Not bad for a so-called man of God. I would go to the library and read it again to list all of his garbage ideas but my heart and stomach could not stand it.

mike said...

ahem --- ahat = that

FDChief said...

mike: Add to that he was a sectarian religious fanatic, supporter of judicial murder for theological "crimes", a gossip-monger, tale-bearer, and not nearly the scholar he supposed to have been.

The voice of More in the Bolt play is the voice of Bolt's conscience, not the man himself. As you point out, the real man was nothing like the gentle wry humanist Paul Schofield pays him as. So when I say I thought of this scene when I thought of the Cheney interview, I thought of the movie More - thought of Scofield playing More - rather than of the historical Sir Thomas.

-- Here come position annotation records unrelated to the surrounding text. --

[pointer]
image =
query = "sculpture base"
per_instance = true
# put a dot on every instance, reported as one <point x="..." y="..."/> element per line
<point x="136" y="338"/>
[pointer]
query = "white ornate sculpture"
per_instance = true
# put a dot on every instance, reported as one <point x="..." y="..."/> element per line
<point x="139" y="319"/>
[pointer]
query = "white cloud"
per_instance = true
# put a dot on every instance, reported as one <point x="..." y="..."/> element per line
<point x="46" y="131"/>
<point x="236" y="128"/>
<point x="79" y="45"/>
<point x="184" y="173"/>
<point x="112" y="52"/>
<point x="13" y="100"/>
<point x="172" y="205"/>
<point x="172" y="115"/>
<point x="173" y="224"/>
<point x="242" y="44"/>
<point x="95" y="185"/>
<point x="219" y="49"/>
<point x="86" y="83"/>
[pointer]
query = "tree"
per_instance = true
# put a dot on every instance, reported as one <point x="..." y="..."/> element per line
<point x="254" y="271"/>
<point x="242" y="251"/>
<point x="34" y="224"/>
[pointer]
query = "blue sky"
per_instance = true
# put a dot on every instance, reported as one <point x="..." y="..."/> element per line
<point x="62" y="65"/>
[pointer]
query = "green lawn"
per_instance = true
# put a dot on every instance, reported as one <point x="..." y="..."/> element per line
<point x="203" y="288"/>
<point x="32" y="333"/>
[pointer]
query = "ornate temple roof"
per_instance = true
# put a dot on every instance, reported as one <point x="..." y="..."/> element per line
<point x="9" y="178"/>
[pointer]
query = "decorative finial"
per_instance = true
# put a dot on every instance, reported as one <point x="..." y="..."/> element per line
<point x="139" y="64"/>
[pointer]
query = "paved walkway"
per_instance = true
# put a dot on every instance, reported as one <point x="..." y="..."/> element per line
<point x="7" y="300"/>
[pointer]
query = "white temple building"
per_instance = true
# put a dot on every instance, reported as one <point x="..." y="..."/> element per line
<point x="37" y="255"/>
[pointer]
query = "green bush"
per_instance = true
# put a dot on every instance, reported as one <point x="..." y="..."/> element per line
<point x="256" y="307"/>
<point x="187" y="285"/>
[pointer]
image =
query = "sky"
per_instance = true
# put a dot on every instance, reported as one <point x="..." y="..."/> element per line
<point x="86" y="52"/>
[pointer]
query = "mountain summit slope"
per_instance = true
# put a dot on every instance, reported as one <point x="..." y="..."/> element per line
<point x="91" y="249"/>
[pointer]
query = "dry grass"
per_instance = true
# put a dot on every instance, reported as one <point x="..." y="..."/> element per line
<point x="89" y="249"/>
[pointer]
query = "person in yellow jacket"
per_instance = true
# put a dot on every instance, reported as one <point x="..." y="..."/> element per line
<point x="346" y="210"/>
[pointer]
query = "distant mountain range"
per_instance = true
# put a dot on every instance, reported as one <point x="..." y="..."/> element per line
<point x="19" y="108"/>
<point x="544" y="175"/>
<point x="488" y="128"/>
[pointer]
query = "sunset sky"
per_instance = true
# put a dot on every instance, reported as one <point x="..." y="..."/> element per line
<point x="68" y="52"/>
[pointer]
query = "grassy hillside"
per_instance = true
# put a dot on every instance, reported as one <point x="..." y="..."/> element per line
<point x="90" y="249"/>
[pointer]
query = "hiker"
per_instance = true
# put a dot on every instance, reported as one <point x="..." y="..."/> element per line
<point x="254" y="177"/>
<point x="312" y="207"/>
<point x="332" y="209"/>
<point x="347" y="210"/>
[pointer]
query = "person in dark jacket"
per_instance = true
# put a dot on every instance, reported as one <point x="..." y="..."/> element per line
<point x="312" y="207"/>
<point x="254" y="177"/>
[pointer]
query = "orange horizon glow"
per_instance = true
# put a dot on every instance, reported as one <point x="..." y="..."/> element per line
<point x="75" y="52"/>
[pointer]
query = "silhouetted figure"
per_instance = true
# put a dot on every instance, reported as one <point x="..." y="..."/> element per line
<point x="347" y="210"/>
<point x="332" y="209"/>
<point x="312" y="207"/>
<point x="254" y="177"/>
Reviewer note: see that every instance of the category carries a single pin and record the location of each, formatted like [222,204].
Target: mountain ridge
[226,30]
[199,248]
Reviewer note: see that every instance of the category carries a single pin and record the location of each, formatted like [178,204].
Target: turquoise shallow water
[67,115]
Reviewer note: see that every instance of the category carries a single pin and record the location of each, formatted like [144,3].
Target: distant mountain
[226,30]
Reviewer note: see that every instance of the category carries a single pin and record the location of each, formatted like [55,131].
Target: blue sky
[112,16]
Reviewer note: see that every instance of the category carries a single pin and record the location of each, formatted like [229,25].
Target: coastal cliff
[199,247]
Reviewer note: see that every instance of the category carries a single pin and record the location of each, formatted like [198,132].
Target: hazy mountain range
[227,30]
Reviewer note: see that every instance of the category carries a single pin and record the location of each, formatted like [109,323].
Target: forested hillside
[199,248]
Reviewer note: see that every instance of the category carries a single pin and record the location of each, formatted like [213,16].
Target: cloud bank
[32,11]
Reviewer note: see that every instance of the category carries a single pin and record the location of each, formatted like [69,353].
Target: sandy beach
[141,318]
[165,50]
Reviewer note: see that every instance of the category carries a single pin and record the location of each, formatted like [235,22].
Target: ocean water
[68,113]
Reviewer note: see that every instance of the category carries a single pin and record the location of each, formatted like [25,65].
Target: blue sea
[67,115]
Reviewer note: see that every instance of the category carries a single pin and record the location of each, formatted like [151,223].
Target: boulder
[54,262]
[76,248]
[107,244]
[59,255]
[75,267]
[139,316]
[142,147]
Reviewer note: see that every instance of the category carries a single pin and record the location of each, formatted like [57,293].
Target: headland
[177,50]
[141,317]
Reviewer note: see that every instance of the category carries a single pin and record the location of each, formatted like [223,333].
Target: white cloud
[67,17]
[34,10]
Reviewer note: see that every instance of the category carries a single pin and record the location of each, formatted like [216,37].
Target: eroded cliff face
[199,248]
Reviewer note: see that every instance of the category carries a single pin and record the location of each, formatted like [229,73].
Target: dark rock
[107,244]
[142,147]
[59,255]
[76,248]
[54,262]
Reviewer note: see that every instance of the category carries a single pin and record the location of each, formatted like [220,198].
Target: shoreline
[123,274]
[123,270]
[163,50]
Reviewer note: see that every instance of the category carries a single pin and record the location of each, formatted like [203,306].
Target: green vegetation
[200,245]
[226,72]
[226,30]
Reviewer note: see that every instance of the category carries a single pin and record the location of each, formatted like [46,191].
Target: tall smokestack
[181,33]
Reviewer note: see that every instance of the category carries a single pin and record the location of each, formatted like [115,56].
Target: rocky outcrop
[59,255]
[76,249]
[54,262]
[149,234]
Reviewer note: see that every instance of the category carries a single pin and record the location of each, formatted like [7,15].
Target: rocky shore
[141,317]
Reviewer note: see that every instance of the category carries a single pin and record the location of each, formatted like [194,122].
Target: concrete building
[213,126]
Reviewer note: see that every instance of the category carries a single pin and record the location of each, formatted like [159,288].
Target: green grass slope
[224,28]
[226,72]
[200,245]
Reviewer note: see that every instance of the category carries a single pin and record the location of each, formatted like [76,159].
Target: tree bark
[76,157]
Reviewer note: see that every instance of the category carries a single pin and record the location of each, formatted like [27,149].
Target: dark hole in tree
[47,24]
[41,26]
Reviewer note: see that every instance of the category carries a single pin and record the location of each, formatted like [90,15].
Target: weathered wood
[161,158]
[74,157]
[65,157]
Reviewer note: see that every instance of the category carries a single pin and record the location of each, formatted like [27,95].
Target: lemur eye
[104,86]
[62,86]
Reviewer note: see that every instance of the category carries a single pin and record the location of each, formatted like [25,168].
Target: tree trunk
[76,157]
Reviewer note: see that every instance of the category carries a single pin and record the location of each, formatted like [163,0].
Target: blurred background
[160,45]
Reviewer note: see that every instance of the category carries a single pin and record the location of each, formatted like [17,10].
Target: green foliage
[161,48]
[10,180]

And one of the problems I have with Dead-eye is his appalling incompetence and sloth as a hunter. In fact, I would hesitate to call him a "hunter". He just shoots stuff, like adrunken redneck blasting away at road signs.

mike said...

And Cheney uses a 28-gauge - called a ladies gun in most circles.

As for More, as a boy I was entranced by his glib wordsmithing. He coined names like "Lietalk" for Parliament and "Flatulentines" for diplomats. So I thought he was almost as hot shit as me and my teenaged buddies partners in crime. But looking deeper, he turned out to be just another silver-tongued bag of garbage.